The ruling Monday came after emotional testimony earlier this month that for the first time publicly aired his wife’s allegations of abuse and uncontrolled anger that led to the couple’s breakup. Judge James Arner said he concluded Parnell’s wife, Laurie Snell, was “the more credible witness” of the two and that Parnell had committed “some acts of abuse in the past.”
But the judge,said he did not believe Parnell had been abusive in the last three-and-a-half years. And he found that both parents were “equally capable of providing adequate physical safeguards and supervision of the children.”
In the end, the judge gave Snell primary physical custody and sole legal custody of the children, ages 8 to 12, and said Parnell will be allowed to have them three weekends a month. The parents until now had split custody.
Both parents were seeking primary custody in a private fight that drew national attention due to its potential impact on a critical race that could decide control of the Senate.
Riding Trump’s August endorsement, Parnell had been a leading GOP contender in the race to succeed Toomey.
But it quickly unraveled after rivals, and his wife, raised questions about his personal behavior. Parnell allies had hoped a favorable ruling in the custody case would help discredit the abuse accusations that he had denied under oath.
Snell, also under oath, had accused Parnell of choking her, pinning her down and screaming insults at her, and once leaving her on the side of a highway while she was pregnant with their first child. She also said he had violently struck their children while flying into rages.
In one incident, she said, he slapped one of the children so hard it left finger-shaped welt’s on the child’s back. Another time, she asserted, he punched a door in such a rage that it struck another child in the face, leaving a bruise.
Parnell flatly denied those incidents and cast himself as a loving, caring father.

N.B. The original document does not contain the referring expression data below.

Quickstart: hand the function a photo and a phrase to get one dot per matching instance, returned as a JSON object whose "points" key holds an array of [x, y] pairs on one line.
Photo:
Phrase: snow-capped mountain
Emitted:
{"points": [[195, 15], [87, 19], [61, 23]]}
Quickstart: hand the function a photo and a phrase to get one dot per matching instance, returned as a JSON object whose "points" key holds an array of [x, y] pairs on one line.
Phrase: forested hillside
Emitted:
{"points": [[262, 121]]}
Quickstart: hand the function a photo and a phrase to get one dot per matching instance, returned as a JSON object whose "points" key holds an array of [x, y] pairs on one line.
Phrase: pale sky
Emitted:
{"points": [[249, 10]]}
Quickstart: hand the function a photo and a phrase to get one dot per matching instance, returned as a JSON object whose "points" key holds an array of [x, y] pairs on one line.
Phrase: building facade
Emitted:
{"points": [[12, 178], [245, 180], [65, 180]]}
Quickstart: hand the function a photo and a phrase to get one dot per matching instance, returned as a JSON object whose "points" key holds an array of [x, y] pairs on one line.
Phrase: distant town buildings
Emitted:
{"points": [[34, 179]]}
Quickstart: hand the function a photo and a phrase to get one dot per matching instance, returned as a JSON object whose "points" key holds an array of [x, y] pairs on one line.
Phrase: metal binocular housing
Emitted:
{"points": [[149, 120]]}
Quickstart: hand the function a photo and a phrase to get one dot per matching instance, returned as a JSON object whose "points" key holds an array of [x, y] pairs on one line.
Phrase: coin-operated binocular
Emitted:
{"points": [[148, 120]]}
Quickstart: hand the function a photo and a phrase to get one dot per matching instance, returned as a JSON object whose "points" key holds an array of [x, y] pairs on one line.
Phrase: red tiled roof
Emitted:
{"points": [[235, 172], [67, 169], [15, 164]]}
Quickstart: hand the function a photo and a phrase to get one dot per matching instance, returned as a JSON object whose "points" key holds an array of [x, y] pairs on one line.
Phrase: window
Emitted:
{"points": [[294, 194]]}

Arner did not identify which of the abuse allegations he he believed were true, but said he believed Snell when she said Parnell violently struck their children.
“She could remember and describe the specific incidents about which she testified. She described many incidents. She provided factual details of each incident, including when they happened and what happened. She testified in a convincing manner,” Arner wrote.
By contrast, the judge wrote, Parnell was “somewhat evasive” and “less believable.”
“He was dressed very casually for his appearances in court, in blue jeans and untucked plaid shirts, which did not show respect for the seriousness of the occasion,” Arner wrote. “While testifying he looked mainly in the direction of this attorneys and toward members of the news media in the back of the courtroom, rather than at me.”
Still, Arner, a Clarion County judge brought in to oversee the case in Butler County, noted the time that passed since the incidents, and wrote that Parnell has “properly cared for the children” since then. He also noted that Snell’s agreement to allow Parnell significant time alone with the children, “indicates she does not view him as a threat of harm.”
Another major factor in the ruling, Arner wrote, is Parnell’s frequent travel because of his work as a public speaker, and additional travel required by his Senate campaign.
In a statement after the ruling, Snell’s lawyer said she was “grateful that justice prevailed” and she had been granted primary custody of the children. “She will continue, as always, to focus on their best interests,” said the lawyer, Jennifer Gilliland Vanasdale.
Pennsylvania’s U.S. Senate race is a nationally watched contest, one of a handful likely to determine control of the chamber. Parnell, a decorated veteran who received a Purple Heart after serving in Afghanistan, was a top GOP candidate after becoming a Trump favorite during an unsuccessful run for Congress last year.